We will visualize the dependency tree in spaCy using the display module. Let’s see an example.
from spacy import displacy
sentence = "A dependency parser analyzes the grammatical structure of a sentence."
nlp = spacy.load("en_core_web_sm")
doc = nlp(sentence)
displacy.serve(doc, style="dep")

Named Entity Recognition (NER)
A POS tag provides with information in regards to the role of a word in a sentence. Once we perform NER we search for words that represent objects in the true world: an organization name, a correct name, a location etc.
We consult with these words as named entity.

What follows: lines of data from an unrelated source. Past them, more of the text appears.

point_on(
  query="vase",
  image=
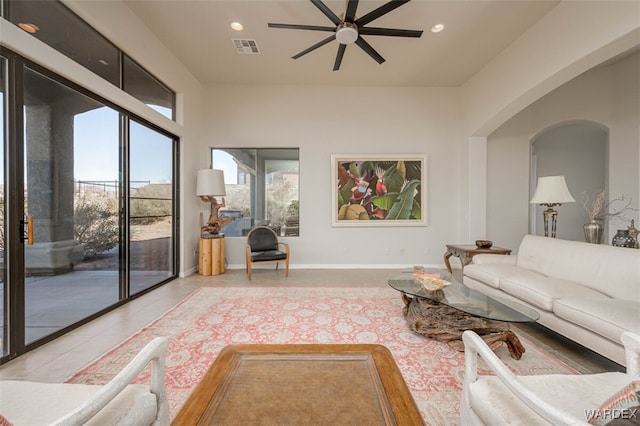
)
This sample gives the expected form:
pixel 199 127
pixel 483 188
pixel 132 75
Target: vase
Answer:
pixel 623 239
pixel 593 231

See this instance.

Within the sentence ““, Rome and Italy are named entity, while capital it’s not since it is a generic noun.
spaCy supports many named entities already, to visualise them:
nlp.get_pipe("ner").labels
Named entity are accessible in spaCy with the doc.ents
attribute
sentence = "A dependency parser analyzes the grammatical structure of a sentence."
nlp = spacy.load("en_core_web_sm")
doc = nlp("Rome is the bast city in Italy based on my Google search")
doc.ents
>>> (Rome, Italy, Google)
We may ask spaCy provide some explanation in regards to the named entities.
doc[0], doc[0].ent_type_, spacy.explain(doc[0].ent_type_)
>>> (Rome, 'GPE', 'Countries, cities, states')
Again, we are able to depend on displacy to visualise the outcomes of NER.
displacy.serve(doc, style="ent")

Final Thoughts
Understanding how language is structured and the way it really works is essential to constructing higher tools that may handle text in meaningful ways. Techniques like part-of-speech tagging, dependency parsing, and named entity recognition help break down sentences so we are able to see how words function, how they connect, and what real-world things they consult with.
These methods give us a practical technique to pull useful information out of text, things like identifying who did what to whom, or spotting names, dates, and places. Libraries like spaCy make it easier to explore these ideas, offering clear ways to see how language suits together.